For several years, the dropout rate for Ph.D. students has hovered around 50%. Over the same period, the time between admission to graduate work and completion of a dissertation has lengthened by several years in the social sciences and the humanities. Lack of continuing financial support is an obvious factor. But according to the sociologist Barbara E. Lovitts, other important causes are (1) the difficulty of switching from being a good course- taker to becoming an independent researcher and (2) departmental culture, where there is a lack of rewards and support for faculty who take on responsibilities as dissertation advisors.
Probably because I was the advisor to over 30 doctoral students and a committee member for another 20, I was the first person to receive in 2004 the newly instituted Mentoring Award from the Heller School for Social Policy and Management at Brandeis University. My experience as an advisor is the basis of my book, A Path to Discovery: A Guidebook for Dissertation Students and Their Advisors. It is different from other guidebooks in the following ways:
A Six-chapter format based on Lovitts’ interviews and focus groups with faculty at ten universities as well as my own experience at Heller, as follows: (1) the research question; (2) theory; (3) methodology; (4) description of results: (5) explanation; (6) conclusions and implications.
A proposal of limited length (circa 35- 50 pages). Rather than the proposal as a “pre-dissertation,” the proposal is a plan of action focused on question, theory, and method, to be completed fairly soon after comprehensive exams and as a gateway to candidacy.
A literature review distributed throughout that appears wherever relevant. It is a necessary precursor to writing a good proposal, but I believe that in the completed dissertation it should appear wherever relevant, not as a separate chapter.
Real-life examples from actual dissertations. My “how-to” book uses reproductions of conceptual models, graphs, tables, maps, and narrative passages from my own students’ dissertations (available online through ProQuest) as well as from published exemplars. These examples make the point that there are many different styles and methods for answering a research question and are meant to encourage creativity and original thinking.
While self-help and guidebooks can encourage students to proceed more surely and quickly, sociologists also know that structural factors in the department influence faculty behavior and student progress. Dissertation seminars are one direct way of providing consultation and support. Faculty receive more rewards for teaching courses than for advising. Students are pretty much on their own after finishing coursework. The challenge is to find faculty members who are willing to be advisors. Faculty members may find little reward for advising; it takes their time so that a heavy burden falls on the kindhearted advisors who are willing to spend the time helping students.

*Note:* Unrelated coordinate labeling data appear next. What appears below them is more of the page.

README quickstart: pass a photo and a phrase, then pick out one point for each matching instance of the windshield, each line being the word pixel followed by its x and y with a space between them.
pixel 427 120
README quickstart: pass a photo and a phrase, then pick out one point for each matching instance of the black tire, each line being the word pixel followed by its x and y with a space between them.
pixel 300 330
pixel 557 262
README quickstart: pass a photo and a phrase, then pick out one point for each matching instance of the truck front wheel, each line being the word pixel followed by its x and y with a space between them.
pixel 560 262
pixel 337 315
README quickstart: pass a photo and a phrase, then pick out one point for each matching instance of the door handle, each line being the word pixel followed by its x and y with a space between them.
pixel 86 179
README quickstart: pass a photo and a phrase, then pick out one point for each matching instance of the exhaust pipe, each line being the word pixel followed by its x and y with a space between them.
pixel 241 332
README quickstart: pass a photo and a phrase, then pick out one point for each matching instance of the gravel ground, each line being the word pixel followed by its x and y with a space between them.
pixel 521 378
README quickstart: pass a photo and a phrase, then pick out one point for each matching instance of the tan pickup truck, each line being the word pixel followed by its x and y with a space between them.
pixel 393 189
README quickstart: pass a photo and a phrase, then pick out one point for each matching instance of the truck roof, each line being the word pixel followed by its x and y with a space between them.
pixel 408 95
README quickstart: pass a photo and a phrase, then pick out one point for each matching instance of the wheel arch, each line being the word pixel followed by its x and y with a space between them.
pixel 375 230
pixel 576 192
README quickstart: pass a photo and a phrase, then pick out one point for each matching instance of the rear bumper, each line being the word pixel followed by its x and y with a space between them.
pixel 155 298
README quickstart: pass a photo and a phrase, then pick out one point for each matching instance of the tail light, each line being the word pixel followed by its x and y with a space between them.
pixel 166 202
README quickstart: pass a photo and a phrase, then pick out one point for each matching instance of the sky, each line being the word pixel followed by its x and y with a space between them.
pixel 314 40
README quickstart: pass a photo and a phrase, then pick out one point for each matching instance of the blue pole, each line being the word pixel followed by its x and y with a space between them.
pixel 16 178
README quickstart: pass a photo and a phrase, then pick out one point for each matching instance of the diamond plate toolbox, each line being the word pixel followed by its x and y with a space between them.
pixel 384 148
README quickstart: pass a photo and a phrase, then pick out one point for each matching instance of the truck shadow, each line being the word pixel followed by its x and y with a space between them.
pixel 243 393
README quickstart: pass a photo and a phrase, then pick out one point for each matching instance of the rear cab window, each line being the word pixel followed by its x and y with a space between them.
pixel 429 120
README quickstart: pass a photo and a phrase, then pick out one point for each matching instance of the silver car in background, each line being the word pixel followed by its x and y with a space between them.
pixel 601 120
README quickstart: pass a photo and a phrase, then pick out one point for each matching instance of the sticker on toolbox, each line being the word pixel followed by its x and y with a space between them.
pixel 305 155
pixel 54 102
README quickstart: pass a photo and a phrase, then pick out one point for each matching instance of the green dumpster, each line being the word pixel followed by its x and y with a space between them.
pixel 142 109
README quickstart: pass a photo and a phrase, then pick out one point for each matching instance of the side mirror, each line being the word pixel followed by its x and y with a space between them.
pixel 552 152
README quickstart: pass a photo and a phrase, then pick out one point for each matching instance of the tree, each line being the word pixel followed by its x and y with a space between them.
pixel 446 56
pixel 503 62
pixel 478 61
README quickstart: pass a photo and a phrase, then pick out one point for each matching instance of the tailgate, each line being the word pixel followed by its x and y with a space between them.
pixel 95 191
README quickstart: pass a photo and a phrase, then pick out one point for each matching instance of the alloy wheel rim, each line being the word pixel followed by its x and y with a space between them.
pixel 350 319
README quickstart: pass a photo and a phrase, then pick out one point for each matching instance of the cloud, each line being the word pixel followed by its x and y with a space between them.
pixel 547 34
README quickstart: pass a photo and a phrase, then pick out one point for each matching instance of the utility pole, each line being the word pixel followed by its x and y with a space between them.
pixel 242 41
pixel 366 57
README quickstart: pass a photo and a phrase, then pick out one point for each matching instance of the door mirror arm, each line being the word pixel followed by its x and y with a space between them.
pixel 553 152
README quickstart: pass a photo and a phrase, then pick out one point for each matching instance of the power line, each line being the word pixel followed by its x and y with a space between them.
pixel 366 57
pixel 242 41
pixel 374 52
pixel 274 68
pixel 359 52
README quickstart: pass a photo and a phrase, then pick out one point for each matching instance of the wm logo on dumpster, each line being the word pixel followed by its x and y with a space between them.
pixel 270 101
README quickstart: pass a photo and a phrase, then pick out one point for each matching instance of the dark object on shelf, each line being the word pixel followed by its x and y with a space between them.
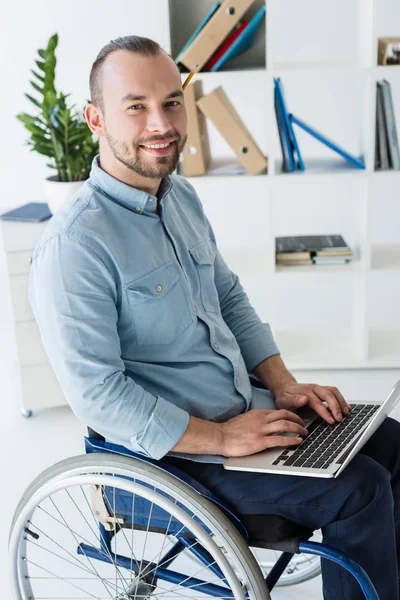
pixel 312 249
pixel 389 51
pixel 32 212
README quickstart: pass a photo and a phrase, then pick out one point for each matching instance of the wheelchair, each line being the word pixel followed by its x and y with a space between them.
pixel 116 525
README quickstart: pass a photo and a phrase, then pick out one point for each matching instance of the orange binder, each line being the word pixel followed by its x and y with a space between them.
pixel 196 154
pixel 218 108
pixel 214 33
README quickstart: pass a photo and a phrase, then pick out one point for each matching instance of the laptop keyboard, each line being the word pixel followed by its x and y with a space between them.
pixel 325 442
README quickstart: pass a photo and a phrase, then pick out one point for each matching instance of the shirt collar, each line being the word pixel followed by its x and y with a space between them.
pixel 132 198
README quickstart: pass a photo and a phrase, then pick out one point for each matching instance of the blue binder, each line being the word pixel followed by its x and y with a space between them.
pixel 284 124
pixel 352 159
pixel 194 35
pixel 243 42
pixel 292 136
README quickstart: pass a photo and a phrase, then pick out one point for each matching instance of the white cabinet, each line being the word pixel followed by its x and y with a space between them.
pixel 39 387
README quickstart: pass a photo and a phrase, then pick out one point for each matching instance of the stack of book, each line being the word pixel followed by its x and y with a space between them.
pixel 387 154
pixel 222 35
pixel 312 250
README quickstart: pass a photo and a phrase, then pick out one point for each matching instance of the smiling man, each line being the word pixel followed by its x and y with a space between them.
pixel 153 338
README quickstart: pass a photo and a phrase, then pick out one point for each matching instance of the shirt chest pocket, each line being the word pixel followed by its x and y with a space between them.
pixel 203 255
pixel 159 307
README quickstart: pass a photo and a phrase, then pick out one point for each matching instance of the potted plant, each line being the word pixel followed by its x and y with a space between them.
pixel 58 131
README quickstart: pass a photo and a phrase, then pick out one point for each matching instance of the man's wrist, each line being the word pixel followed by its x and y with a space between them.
pixel 273 374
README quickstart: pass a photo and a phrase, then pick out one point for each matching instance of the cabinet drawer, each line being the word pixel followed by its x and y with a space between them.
pixel 19 263
pixel 29 344
pixel 20 299
pixel 40 388
pixel 18 235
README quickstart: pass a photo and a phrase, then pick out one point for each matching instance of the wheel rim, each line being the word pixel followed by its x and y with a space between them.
pixel 302 567
pixel 121 587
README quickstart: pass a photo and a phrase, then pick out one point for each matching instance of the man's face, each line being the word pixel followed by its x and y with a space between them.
pixel 143 107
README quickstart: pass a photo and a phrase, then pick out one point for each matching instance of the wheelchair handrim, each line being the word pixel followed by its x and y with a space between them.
pixel 60 480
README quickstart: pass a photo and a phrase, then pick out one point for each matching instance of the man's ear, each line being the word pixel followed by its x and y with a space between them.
pixel 94 119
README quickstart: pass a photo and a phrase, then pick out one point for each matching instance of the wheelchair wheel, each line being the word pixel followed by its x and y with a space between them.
pixel 107 526
pixel 301 568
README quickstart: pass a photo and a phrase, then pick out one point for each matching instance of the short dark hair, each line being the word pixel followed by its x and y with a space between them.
pixel 133 43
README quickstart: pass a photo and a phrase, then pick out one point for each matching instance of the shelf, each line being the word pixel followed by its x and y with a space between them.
pixel 385 257
pixel 330 349
pixel 222 168
pixel 321 167
pixel 311 65
pixel 318 349
pixel 355 267
pixel 384 348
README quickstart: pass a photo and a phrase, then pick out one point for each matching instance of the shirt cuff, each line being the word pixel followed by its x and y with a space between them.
pixel 257 345
pixel 164 429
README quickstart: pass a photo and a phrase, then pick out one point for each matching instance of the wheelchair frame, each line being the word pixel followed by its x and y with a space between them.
pixel 298 545
pixel 204 552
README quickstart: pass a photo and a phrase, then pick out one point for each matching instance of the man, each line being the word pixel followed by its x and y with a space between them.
pixel 153 338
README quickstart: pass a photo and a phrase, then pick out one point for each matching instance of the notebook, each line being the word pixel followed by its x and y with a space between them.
pixel 327 449
pixel 33 211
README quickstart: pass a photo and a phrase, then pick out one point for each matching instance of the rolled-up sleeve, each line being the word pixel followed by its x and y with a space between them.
pixel 254 337
pixel 74 299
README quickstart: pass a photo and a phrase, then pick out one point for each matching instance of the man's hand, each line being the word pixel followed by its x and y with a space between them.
pixel 259 429
pixel 291 396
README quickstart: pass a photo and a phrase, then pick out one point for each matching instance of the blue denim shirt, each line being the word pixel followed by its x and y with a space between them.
pixel 141 318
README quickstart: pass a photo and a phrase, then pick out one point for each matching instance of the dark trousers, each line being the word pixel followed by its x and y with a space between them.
pixel 359 512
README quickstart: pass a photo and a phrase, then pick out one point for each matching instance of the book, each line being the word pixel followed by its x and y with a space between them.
pixel 196 153
pixel 216 58
pixel 311 243
pixel 291 134
pixel 33 212
pixel 390 124
pixel 284 149
pixel 357 162
pixel 196 32
pixel 218 108
pixel 243 41
pixel 287 151
pixel 382 157
pixel 214 33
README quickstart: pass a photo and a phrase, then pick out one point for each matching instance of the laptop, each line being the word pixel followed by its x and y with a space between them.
pixel 327 449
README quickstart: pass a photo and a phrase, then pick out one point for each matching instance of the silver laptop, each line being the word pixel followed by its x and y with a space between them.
pixel 327 449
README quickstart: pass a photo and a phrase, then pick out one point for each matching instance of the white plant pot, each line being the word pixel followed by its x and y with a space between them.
pixel 57 193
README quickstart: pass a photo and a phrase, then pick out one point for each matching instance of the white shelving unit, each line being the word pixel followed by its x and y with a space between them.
pixel 338 317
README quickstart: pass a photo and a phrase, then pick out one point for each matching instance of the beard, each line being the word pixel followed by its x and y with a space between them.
pixel 155 167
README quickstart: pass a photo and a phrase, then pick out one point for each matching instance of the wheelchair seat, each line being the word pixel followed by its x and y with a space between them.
pixel 278 533
pixel 110 524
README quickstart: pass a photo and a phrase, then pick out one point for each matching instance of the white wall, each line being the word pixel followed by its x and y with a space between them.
pixel 84 27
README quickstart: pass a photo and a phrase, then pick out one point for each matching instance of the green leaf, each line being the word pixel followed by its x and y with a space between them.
pixel 37 75
pixel 36 102
pixel 41 65
pixel 37 88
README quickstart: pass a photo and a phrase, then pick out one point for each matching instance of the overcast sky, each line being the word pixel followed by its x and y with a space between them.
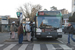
pixel 9 7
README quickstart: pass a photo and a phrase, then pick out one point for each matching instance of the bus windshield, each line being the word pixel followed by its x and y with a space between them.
pixel 48 22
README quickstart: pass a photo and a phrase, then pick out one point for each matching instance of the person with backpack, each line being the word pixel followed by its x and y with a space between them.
pixel 20 33
pixel 32 31
pixel 28 32
pixel 13 29
pixel 70 31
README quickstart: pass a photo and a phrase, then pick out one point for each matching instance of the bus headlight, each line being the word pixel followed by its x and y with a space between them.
pixel 59 30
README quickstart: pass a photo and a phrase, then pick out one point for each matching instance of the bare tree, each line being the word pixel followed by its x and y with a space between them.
pixel 53 8
pixel 29 10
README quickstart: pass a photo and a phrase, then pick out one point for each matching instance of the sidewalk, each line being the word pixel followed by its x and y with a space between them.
pixel 16 39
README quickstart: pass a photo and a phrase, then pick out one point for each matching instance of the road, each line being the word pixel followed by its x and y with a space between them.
pixel 42 44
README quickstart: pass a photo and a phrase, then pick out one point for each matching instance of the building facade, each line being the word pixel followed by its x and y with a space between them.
pixel 64 11
pixel 73 6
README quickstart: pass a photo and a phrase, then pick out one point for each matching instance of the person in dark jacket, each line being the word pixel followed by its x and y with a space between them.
pixel 70 31
pixel 32 33
pixel 20 33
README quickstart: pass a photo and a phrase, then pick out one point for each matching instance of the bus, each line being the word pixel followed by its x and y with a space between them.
pixel 48 24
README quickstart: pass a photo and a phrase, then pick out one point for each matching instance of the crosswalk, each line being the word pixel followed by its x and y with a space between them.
pixel 35 47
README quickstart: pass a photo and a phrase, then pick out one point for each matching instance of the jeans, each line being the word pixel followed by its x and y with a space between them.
pixel 70 35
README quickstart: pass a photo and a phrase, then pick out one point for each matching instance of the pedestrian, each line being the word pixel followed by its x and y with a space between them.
pixel 32 31
pixel 13 29
pixel 28 32
pixel 24 31
pixel 70 31
pixel 20 33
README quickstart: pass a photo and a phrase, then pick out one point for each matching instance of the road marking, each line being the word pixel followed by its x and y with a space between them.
pixel 1 45
pixel 50 47
pixel 36 47
pixel 9 47
pixel 23 47
pixel 60 41
pixel 65 47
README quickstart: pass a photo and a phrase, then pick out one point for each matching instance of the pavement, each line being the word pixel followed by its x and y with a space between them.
pixel 16 39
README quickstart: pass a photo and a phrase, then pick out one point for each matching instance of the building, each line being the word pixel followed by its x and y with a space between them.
pixel 5 22
pixel 73 6
pixel 64 11
pixel 66 17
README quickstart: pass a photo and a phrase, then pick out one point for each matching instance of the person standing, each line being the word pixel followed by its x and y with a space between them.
pixel 20 33
pixel 28 32
pixel 13 29
pixel 70 31
pixel 32 33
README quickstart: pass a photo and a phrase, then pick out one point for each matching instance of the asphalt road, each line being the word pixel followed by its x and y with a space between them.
pixel 5 36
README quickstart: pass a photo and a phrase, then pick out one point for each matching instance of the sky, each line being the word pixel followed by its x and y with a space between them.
pixel 9 7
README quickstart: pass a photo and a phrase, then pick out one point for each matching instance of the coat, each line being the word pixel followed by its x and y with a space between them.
pixel 20 30
pixel 13 28
pixel 70 29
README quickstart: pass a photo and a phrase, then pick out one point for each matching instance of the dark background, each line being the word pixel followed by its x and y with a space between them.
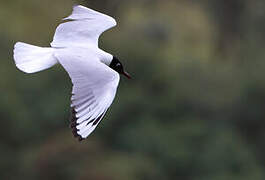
pixel 194 109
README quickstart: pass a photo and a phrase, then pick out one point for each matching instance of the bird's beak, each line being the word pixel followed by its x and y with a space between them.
pixel 126 74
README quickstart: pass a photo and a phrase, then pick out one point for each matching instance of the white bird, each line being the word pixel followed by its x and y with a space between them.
pixel 94 73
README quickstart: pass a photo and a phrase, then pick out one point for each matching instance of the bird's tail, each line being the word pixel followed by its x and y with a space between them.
pixel 30 59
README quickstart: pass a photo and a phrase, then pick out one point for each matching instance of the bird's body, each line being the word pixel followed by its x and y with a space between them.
pixel 94 72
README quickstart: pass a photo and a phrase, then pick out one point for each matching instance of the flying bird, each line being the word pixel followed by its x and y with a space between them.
pixel 94 73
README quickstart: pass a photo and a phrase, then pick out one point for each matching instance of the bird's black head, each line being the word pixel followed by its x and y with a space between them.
pixel 117 66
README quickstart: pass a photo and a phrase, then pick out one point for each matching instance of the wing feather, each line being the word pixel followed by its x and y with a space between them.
pixel 94 88
pixel 83 29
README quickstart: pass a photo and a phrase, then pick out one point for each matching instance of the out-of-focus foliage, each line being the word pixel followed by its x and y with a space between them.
pixel 193 110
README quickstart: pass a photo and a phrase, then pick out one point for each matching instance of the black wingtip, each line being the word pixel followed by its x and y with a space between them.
pixel 73 125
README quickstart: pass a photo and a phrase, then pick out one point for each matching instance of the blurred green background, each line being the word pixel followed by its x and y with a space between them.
pixel 193 111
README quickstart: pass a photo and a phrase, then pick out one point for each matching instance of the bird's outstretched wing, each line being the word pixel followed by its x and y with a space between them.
pixel 94 88
pixel 83 28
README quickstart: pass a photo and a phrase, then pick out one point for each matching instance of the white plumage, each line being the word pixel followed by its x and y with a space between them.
pixel 75 47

But innovations are possible, as in the case of Harvard University when sociologist Theda Skocpol as Dean of the Graduate School of Arts and Sciences devised an incentive to encourage timely completion of the dissertation proposal. Graduate students were not eligible for additional financial aid until they had an approved proposal.
Social influences are also important on the student side. Several of my students found that dissertation support groups with other students were extremely helpful by giving them encouragement as well as support for their ideas. In addition, term papers in each course that were focused on their particular interest could add up to a dissertation topic. These support groups also provide word-of-mouth advice to avoid unhelpful advisors and find those who are helpful. Another tip is to be cautious about working with someone else’s data set because it may have limitations that outweigh any possible advantages of saving time and effort.
In writing my dissertation advice book, I also drew on my own experience as a doctoral student in the 1950s at Harvard University in the Department of Social Relations, where some of the great authorities in social science such as the sociologist Talcott Parsons were on the faculty. Although in the end, Professor Parsons was my dissertation advisor, I first worked with a younger faculty member whose important contribution was to ask me repeatedly about my research question. By his questioning, he helped me put together my interests in deviance, social movements, and women’s changing roles with a plan to compare the women’s temperance and suffrage movements in the 19th century. Well ahead of the new feminist movement that emerged a few years later, my thesis was nominated for a prize and was eventually published as Two Paths to Women’s Equality.
Still, when I look back at my dissertation proposal, I see that it was only 12 pages long! Produced on a typewriter and reproduced on purple Ditto paper, I see now that it nevertheless had all the key elements that a proposal should have, and this is probably why I suggest that the dissertation proposal should be comparatively brief. Although I completed my dissertation successfully, I have to concede that I floundered for almost a year to produce that proposal, and it would have been immensely helpful to have had more guidance from an advisor, a support group of fellow students, and a self-help book to show me step -by-step how to proceed and how to value my own ideas.
My suggestions for advising and mentoring doctoral students are based on my own experience both as a student long ago and as a faculty advisor since then, I would like to hear from others about their current perspectives as faculty members and their prior experience as students themselves. How do we improve our support of graduate students?